1日1回・1時間のパワー搾乳を、あなたのペースで3日間続けてみましょう。
毎日同じ時間帯(例:赤ちゃんが寝た後など)に行うとリズムが作りやすく効果的です。
焦らなくて大丈夫。3日後の変化を楽しみに、一緒に取り組みましょう✨
よくある質問(FAQ)
Q:搾乳を始めてどのくらいで分泌量が増えますか?
正しい方法で1日7〜8回の搾乳を2週間継続すると、多くのママで分泌量の増加が見られます。 ただし個人差があり、1週間で変化を感じる方もいれば、3〜4週間かかる方もいます。焦らず続けることが重要です。
Q:搾乳機より手搾りのほうがいいですか?
搾乳機と手搾りにはそれぞれ特性があります。搾乳機はリズムよく長時間搾乳するのに向いており、 手搾りは搾乳後の追い搾りや乳房のマッサージに有効です。 組み合わせて使うのが最も効果的です。
Q:搾乳中に片側しか出ないのですが…
左右差は多くのママにあります。
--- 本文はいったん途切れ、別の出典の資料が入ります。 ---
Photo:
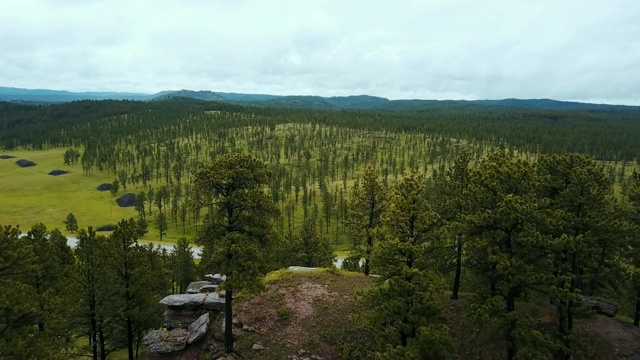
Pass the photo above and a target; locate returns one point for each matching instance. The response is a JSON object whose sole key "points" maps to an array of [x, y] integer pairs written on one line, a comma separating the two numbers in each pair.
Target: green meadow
{"points": [[29, 195]]}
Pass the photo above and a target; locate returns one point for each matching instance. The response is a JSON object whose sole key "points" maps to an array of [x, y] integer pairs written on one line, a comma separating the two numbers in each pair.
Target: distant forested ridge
{"points": [[606, 133]]}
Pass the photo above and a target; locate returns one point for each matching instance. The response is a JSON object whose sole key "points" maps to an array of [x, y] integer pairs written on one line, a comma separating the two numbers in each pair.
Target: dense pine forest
{"points": [[514, 211]]}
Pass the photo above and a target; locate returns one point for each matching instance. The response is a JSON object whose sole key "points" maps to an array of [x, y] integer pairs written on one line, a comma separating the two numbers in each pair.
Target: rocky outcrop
{"points": [[175, 319], [187, 317], [198, 329], [210, 301]]}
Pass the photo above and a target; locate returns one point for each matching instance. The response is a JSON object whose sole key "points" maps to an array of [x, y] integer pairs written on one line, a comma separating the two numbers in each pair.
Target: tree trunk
{"points": [[511, 307], [228, 322], [636, 314], [456, 279], [103, 348], [367, 254], [130, 338]]}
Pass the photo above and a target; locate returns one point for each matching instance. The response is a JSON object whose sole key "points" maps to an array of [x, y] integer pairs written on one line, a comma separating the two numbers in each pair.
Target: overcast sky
{"points": [[587, 50]]}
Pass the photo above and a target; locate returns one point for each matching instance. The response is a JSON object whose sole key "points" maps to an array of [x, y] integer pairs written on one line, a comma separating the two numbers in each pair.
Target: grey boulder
{"points": [[198, 329], [183, 301]]}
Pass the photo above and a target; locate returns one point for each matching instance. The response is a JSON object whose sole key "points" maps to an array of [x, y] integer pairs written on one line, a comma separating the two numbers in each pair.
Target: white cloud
{"points": [[570, 50]]}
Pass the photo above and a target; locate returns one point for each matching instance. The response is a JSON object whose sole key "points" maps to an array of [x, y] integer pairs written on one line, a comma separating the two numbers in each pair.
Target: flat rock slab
{"points": [[179, 319], [211, 301], [198, 329], [301, 268], [57, 172], [25, 163], [104, 187], [165, 342], [126, 200], [198, 287], [216, 279]]}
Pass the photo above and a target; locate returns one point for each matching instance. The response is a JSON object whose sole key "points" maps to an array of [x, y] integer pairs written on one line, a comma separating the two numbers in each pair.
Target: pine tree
{"points": [[506, 247], [368, 201], [308, 248], [238, 230], [137, 303], [407, 314], [585, 229], [184, 268]]}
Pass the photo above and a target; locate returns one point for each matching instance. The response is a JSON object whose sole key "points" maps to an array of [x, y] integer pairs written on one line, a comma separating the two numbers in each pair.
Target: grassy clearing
{"points": [[29, 195]]}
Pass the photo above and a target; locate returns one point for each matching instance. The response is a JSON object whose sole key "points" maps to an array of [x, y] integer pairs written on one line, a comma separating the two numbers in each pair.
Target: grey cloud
{"points": [[574, 50]]}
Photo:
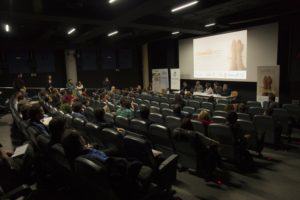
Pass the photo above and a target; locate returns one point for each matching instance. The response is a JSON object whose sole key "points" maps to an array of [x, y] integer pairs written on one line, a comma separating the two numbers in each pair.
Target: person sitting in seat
{"points": [[177, 110], [145, 112], [99, 119], [77, 111], [204, 118], [36, 114], [125, 110], [57, 128]]}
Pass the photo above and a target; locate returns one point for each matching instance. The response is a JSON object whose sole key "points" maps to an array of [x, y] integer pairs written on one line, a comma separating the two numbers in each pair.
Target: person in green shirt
{"points": [[125, 110]]}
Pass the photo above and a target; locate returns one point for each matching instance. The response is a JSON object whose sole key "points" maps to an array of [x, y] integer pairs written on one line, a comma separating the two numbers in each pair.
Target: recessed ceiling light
{"points": [[112, 1], [6, 27], [112, 33], [72, 30], [181, 7], [211, 24]]}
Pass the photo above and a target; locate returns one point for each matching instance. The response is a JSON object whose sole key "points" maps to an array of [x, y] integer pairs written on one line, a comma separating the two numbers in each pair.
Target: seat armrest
{"points": [[167, 171], [20, 191]]}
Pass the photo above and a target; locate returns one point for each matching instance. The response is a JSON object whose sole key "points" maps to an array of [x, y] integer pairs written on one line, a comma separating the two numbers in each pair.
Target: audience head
{"points": [[99, 114], [272, 97], [77, 107], [177, 109], [232, 117], [57, 127], [73, 144], [145, 112], [187, 124], [203, 115], [36, 112]]}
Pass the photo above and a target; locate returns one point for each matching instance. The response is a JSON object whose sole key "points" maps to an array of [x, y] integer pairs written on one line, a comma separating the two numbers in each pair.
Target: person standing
{"points": [[106, 84], [19, 82]]}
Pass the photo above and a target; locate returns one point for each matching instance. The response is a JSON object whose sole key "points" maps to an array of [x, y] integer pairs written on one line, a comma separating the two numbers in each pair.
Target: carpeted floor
{"points": [[278, 177]]}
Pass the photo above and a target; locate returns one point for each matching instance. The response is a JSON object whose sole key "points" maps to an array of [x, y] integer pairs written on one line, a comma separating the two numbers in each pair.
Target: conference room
{"points": [[149, 99]]}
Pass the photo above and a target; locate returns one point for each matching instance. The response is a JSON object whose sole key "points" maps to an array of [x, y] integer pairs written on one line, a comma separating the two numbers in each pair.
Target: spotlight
{"points": [[72, 30], [112, 33], [181, 7]]}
量の少ない側をより多く搾乳する、 または先に少ない側を搾乳するなど、少ない側を優先的にケアすることで差が縮まることがあります。
📝 まとめ:搾乳で母乳分泌量を増やすポイント
- 搾乳は1日7〜8回、夜中も含めてこまめに行う
- 両側同時搾乳(ダブルポンピング)でホルモン分泌を最大化
- 搾乳前に温め+リラックスでオキシトシンを引き出す
- 搾乳中はハンズオンポンピング(乳房マッサージ)を加える
- 搾乳後の追い搾りで乳房を空に近づける
- 食事・水分・休息の生活習慣も母乳量に直結する
搾乳による母乳育児への移行は、正しい知識と継続的なケアで実現できます。 一人で悩まず、助産師や母乳外来など専門家のサポートも積極的に活用してください。 あなたとあかちゃんのペースで、無理なく母乳育児を育んでいきましょう。